A vague decision becomes easier to handle when too many floating variables are reduced into a small set of closed questions. Use Choice Throttling when the user needs the decision space narrowed before judgment can work.

The practical version:

  1. Name the variables creating uncertainty.
  2. Turn each variable into a yes/no or closed question.
  3. Answer the questions in order.
  4. Let the answers narrow the decision.

Choice throttling replaces open-ended rumination with a decision path.

When To Use It

Use it for low-to-medium complexity decisions where the main problem is too many options, not lack of values.

Good use cases:

  • choosing between study methods,
  • deciding whether to attend an optional event,
  • selecting a task for a work block,
  • choosing whether to continue or switch,
  • narrowing a list of tools, resources, or plans.

For very simple decisions, a faster filter may be enough: if the option is not a clear yes or clear no, the decision may not matter much.

How To Use It

Start with the uncertainty.

Bad version:

  • “What should I do?”

Better version:

  • “Is this choice high consequence?”
  • “Is the decision reversible?”
  • “Will waiting produce useful information?”
  • “Does this protect the main downside?”
  • “Does this align with the current goal?”

Each question should reduce the decision space.

Why It Works

Open questions create sprawl. Closed questions create movement.

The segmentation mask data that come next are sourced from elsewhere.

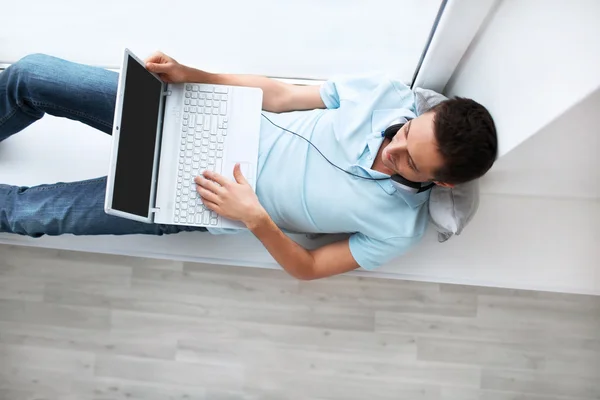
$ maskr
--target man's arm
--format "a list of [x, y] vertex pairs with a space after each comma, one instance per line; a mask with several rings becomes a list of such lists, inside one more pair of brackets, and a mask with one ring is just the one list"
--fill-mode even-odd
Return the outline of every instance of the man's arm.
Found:
[[349, 239], [316, 250], [306, 250], [287, 237], [266, 212], [256, 220], [248, 222], [247, 227], [279, 265], [295, 278], [325, 278], [360, 267], [350, 252]]
[[211, 74], [191, 67], [186, 67], [186, 82], [260, 88], [263, 109], [276, 113], [325, 108], [317, 85], [291, 85], [257, 75]]
[[255, 75], [211, 74], [179, 64], [160, 51], [148, 57], [146, 68], [168, 83], [212, 83], [215, 85], [249, 86], [263, 91], [263, 109], [286, 112], [325, 108], [319, 86], [298, 86]]
[[273, 258], [298, 279], [317, 279], [351, 271], [359, 267], [350, 252], [349, 240], [306, 250], [287, 237], [261, 206], [256, 193], [237, 164], [235, 181], [221, 174], [204, 171], [195, 178], [204, 205], [225, 218], [241, 221], [263, 243]]

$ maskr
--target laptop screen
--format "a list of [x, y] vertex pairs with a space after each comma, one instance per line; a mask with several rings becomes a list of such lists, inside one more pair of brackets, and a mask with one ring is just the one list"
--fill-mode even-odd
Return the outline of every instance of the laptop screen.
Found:
[[147, 217], [161, 82], [129, 56], [112, 208]]

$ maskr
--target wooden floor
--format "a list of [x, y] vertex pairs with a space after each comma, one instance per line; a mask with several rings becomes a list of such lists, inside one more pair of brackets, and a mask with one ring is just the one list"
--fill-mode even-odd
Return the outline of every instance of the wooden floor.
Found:
[[597, 400], [600, 298], [0, 246], [0, 399]]

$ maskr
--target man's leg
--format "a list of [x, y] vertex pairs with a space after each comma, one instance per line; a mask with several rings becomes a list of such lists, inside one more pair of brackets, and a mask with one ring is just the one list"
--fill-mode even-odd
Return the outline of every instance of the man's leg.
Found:
[[[45, 113], [112, 132], [118, 74], [45, 55], [0, 73], [0, 141]], [[155, 234], [203, 230], [145, 224], [104, 212], [106, 178], [33, 188], [0, 184], [0, 232], [39, 237]]]
[[43, 235], [162, 235], [205, 230], [146, 224], [104, 212], [106, 178], [32, 188], [0, 185], [0, 232]]
[[0, 73], [0, 141], [45, 113], [112, 132], [118, 74], [33, 54]]

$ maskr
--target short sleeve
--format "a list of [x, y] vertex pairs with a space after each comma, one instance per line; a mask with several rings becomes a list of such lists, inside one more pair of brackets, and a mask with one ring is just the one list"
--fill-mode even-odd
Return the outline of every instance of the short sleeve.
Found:
[[327, 108], [339, 108], [344, 101], [359, 101], [368, 97], [377, 88], [390, 87], [393, 84], [389, 77], [380, 73], [340, 76], [328, 80], [321, 86], [321, 99]]
[[380, 240], [355, 233], [350, 236], [350, 252], [358, 265], [366, 270], [374, 270], [406, 253], [420, 239], [421, 235]]

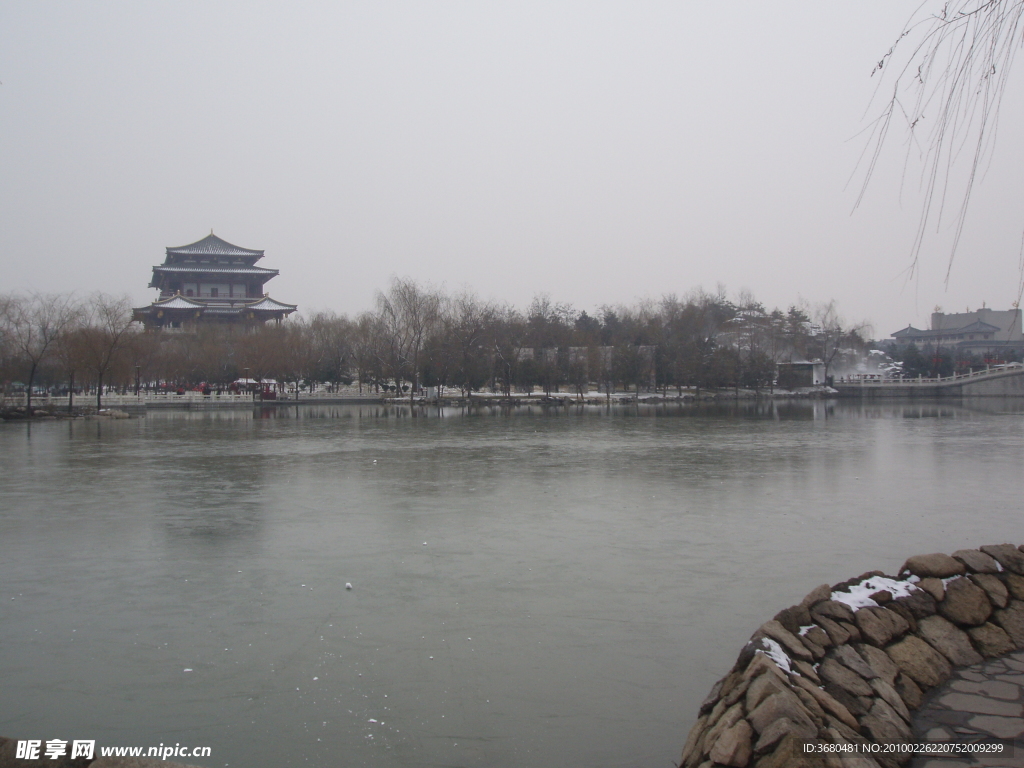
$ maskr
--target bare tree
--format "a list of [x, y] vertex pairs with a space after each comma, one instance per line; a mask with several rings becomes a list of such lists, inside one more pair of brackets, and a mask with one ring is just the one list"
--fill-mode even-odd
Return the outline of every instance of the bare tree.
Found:
[[[924, 200], [912, 250], [916, 268], [924, 236], [947, 208], [955, 210], [946, 279], [956, 255], [971, 193], [991, 156], [999, 107], [1017, 49], [1021, 46], [1024, 0], [924, 2], [875, 67], [889, 74], [889, 93], [870, 129], [864, 197], [882, 147], [893, 127], [906, 129], [908, 162], [917, 150], [925, 161]], [[880, 82], [879, 87], [882, 88]], [[921, 134], [924, 133], [924, 136]], [[966, 173], [959, 202], [947, 199], [952, 174]], [[906, 166], [905, 166], [906, 169]], [[1021, 263], [1024, 277], [1024, 261]]]
[[54, 354], [58, 339], [76, 318], [78, 307], [71, 294], [32, 293], [10, 297], [4, 310], [4, 335], [25, 366], [26, 412], [31, 416], [32, 389], [39, 366]]
[[103, 407], [103, 382], [123, 362], [121, 353], [133, 330], [128, 296], [96, 293], [89, 298], [78, 338], [85, 368], [96, 377], [96, 410]]
[[409, 399], [420, 383], [420, 356], [427, 336], [440, 319], [440, 294], [395, 278], [387, 293], [377, 293], [377, 313], [391, 341], [388, 363], [395, 384], [408, 379]]

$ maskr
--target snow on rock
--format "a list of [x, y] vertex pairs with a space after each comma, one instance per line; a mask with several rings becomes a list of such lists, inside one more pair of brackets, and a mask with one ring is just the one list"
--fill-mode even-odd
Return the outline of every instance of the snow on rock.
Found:
[[783, 672], [792, 672], [794, 675], [799, 674], [795, 669], [793, 669], [790, 658], [786, 655], [786, 652], [782, 650], [781, 645], [770, 637], [762, 637], [761, 645], [763, 645], [767, 650], [758, 650], [756, 653], [763, 653], [769, 659], [774, 661], [776, 666]]
[[870, 579], [864, 579], [860, 584], [854, 584], [848, 592], [833, 592], [832, 599], [837, 603], [845, 603], [853, 610], [858, 611], [861, 608], [872, 608], [878, 605], [870, 597], [875, 592], [888, 592], [895, 599], [909, 597], [917, 589], [919, 587], [915, 587], [910, 581], [890, 579], [886, 576], [872, 576]]

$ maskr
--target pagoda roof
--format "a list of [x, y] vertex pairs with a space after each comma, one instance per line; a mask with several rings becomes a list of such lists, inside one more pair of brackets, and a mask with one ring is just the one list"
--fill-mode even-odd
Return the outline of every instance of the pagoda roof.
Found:
[[202, 309], [206, 305], [201, 301], [178, 294], [154, 301], [150, 306], [159, 307], [160, 309]]
[[204, 237], [202, 240], [196, 240], [194, 243], [188, 245], [179, 245], [176, 247], [167, 248], [168, 256], [243, 256], [247, 258], [261, 258], [263, 251], [254, 250], [252, 248], [242, 248], [239, 245], [233, 245], [227, 240], [222, 240], [213, 234], [213, 230], [210, 230], [210, 234]]
[[265, 312], [294, 312], [298, 307], [298, 304], [282, 304], [280, 301], [264, 296], [258, 301], [254, 301], [252, 304], [246, 304], [246, 309], [256, 309]]
[[230, 264], [220, 264], [218, 266], [183, 266], [181, 264], [159, 264], [153, 267], [154, 272], [173, 272], [176, 274], [186, 272], [203, 272], [206, 274], [232, 274], [232, 275], [270, 275], [274, 276], [280, 274], [276, 269], [266, 269], [265, 267], [238, 267]]

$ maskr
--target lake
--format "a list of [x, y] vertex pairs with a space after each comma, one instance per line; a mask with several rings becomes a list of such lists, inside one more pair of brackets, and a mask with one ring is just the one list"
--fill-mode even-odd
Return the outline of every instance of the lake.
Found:
[[813, 587], [1024, 542], [1022, 448], [993, 399], [2, 424], [0, 735], [668, 768]]

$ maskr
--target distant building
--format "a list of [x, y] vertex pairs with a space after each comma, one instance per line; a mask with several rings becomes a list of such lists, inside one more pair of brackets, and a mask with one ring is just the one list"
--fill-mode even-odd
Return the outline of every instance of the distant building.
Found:
[[825, 383], [825, 364], [821, 360], [791, 360], [778, 365], [778, 384], [783, 389], [817, 387]]
[[257, 267], [263, 251], [221, 240], [213, 230], [202, 240], [167, 248], [153, 267], [150, 288], [160, 291], [148, 307], [133, 309], [147, 329], [181, 329], [196, 324], [257, 325], [280, 322], [295, 311], [264, 292], [276, 269]]
[[897, 344], [945, 348], [986, 355], [1024, 351], [1020, 309], [995, 310], [983, 307], [975, 312], [932, 313], [932, 327], [920, 330], [908, 325], [892, 334]]

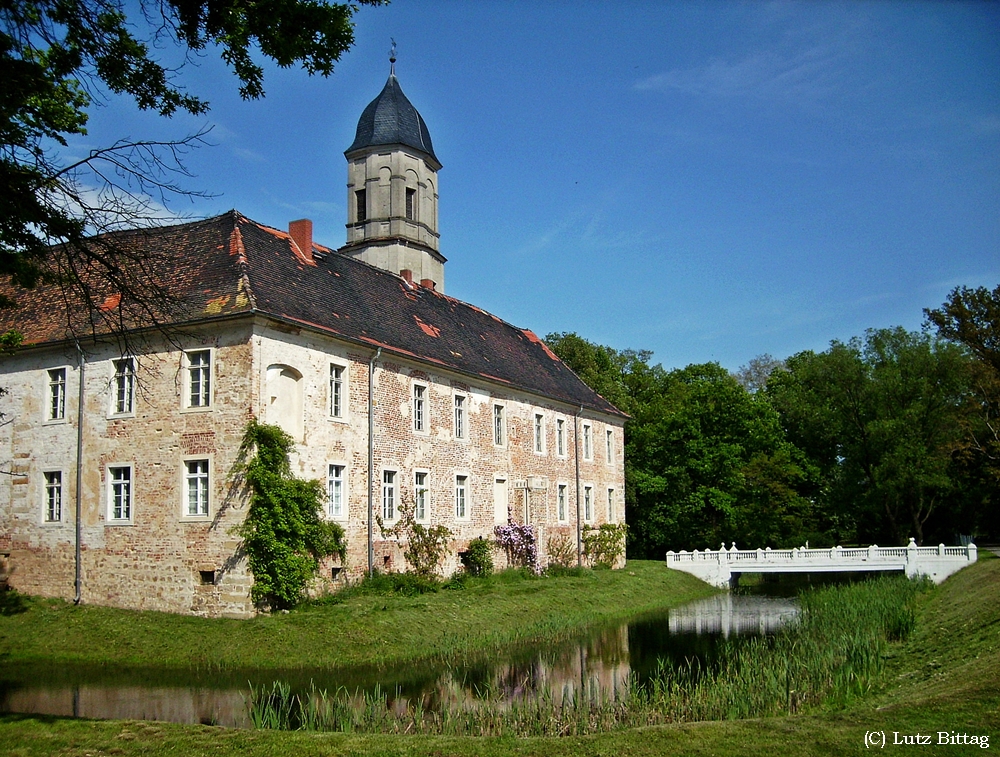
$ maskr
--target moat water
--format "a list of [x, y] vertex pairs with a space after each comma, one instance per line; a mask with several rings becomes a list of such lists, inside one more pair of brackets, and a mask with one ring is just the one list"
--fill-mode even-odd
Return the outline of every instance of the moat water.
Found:
[[400, 669], [262, 675], [0, 665], [0, 712], [249, 727], [250, 686], [269, 690], [275, 681], [292, 691], [379, 691], [391, 706], [419, 701], [425, 711], [475, 706], [483, 697], [511, 702], [544, 695], [560, 701], [595, 690], [616, 697], [664, 664], [696, 660], [711, 666], [721, 645], [772, 634], [798, 611], [794, 597], [727, 592], [559, 643], [518, 647], [489, 661]]

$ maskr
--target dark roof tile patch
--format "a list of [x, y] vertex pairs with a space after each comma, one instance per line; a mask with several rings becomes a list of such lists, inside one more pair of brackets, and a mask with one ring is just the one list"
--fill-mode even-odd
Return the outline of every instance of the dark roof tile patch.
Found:
[[[270, 315], [467, 376], [623, 415], [534, 333], [440, 292], [408, 289], [399, 276], [344, 255], [317, 256], [303, 265], [288, 234], [235, 211], [155, 229], [129, 242], [158, 261], [176, 299], [178, 324], [240, 313]], [[0, 330], [18, 327], [31, 344], [69, 336], [65, 315], [48, 307], [57, 301], [50, 293], [40, 288], [18, 296], [23, 306], [0, 311]]]

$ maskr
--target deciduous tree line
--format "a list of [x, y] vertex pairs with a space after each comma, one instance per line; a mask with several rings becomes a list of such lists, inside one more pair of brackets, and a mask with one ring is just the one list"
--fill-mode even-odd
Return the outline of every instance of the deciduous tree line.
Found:
[[925, 316], [736, 374], [550, 334], [631, 416], [629, 556], [1000, 536], [1000, 286]]

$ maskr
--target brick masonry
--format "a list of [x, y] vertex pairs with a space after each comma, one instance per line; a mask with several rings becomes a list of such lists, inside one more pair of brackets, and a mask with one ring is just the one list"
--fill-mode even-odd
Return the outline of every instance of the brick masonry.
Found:
[[[326, 481], [331, 464], [343, 465], [348, 537], [344, 565], [325, 561], [316, 592], [329, 591], [367, 569], [368, 369], [374, 350], [306, 328], [261, 317], [217, 323], [212, 331], [188, 331], [182, 348], [153, 343], [136, 359], [134, 412], [115, 415], [113, 347], [91, 347], [84, 368], [82, 454], [82, 586], [85, 603], [207, 616], [246, 617], [252, 576], [233, 528], [244, 501], [228, 473], [251, 416], [278, 423], [297, 443], [296, 474]], [[185, 352], [211, 354], [211, 404], [188, 408]], [[22, 350], [4, 361], [0, 462], [13, 475], [0, 477], [0, 553], [9, 584], [29, 594], [72, 599], [75, 592], [77, 396], [75, 349]], [[330, 365], [345, 369], [343, 417], [330, 414]], [[65, 368], [65, 418], [48, 420], [48, 373]], [[425, 428], [414, 429], [413, 387], [425, 389]], [[613, 491], [615, 522], [624, 521], [623, 419], [520, 392], [488, 380], [430, 367], [385, 353], [375, 364], [373, 502], [381, 513], [381, 482], [395, 472], [397, 505], [412, 506], [414, 473], [428, 474], [429, 522], [453, 534], [442, 571], [460, 566], [470, 539], [492, 537], [506, 522], [507, 500], [515, 520], [535, 524], [543, 563], [548, 540], [575, 541], [576, 472], [574, 422], [591, 429], [592, 455], [580, 460], [581, 492], [592, 487], [595, 526], [608, 520]], [[466, 435], [454, 433], [454, 398], [465, 398]], [[505, 444], [493, 438], [493, 407], [506, 419]], [[534, 449], [535, 415], [543, 418], [544, 444]], [[565, 454], [557, 454], [557, 422], [565, 424]], [[612, 434], [612, 457], [606, 432]], [[185, 514], [186, 462], [209, 462], [209, 514]], [[132, 517], [110, 519], [109, 469], [131, 466]], [[62, 474], [62, 512], [45, 522], [45, 473]], [[456, 517], [455, 479], [467, 477], [467, 515]], [[541, 477], [547, 488], [527, 493], [516, 481]], [[502, 482], [502, 483], [498, 483]], [[557, 487], [566, 486], [566, 519], [556, 513]], [[525, 499], [529, 498], [526, 502]], [[406, 568], [401, 545], [374, 526], [376, 567]], [[500, 556], [498, 555], [498, 560]], [[333, 579], [333, 568], [340, 567]]]

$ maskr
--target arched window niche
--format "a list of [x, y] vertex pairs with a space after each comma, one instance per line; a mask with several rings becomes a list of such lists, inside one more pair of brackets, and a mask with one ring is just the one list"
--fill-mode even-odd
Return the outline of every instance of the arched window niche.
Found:
[[295, 441], [304, 432], [302, 413], [302, 374], [290, 365], [276, 363], [267, 367], [264, 391], [264, 416], [267, 423], [280, 426]]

The point is to isolate the variables that actually matter. Some yes/no questions may take time to answer, especially when values or consequences are unclear. That is still progress because the user now knows what information is missing.

Failure Modes

FailureWhat It Looks LikeFix
Fake binaryThe question forces a yes/no where the real variable has degrees.Rewrite the question or add thresholds.
Wrong variableThe answer is clear but does not change the decision.Ask what uncertainty actually controls the choice.
Too many questionsThe method becomes another form of overthinking.Keep only decision-changing variables.
Values are unclearEvery option looks equivalent.Use reflection, Kolbs, or a values check before deciding.
Complexity mismatchThe decision is high-stakes but treated like a quick filter.Move to a complex-decision process.

Sources

  • Justin Sung / iCanStudy basic decision-making materials, paraphrased and synthesized in original language.

Open Questions

  • What are the user’s most common repeat decisions that could become choice-throttling checklists?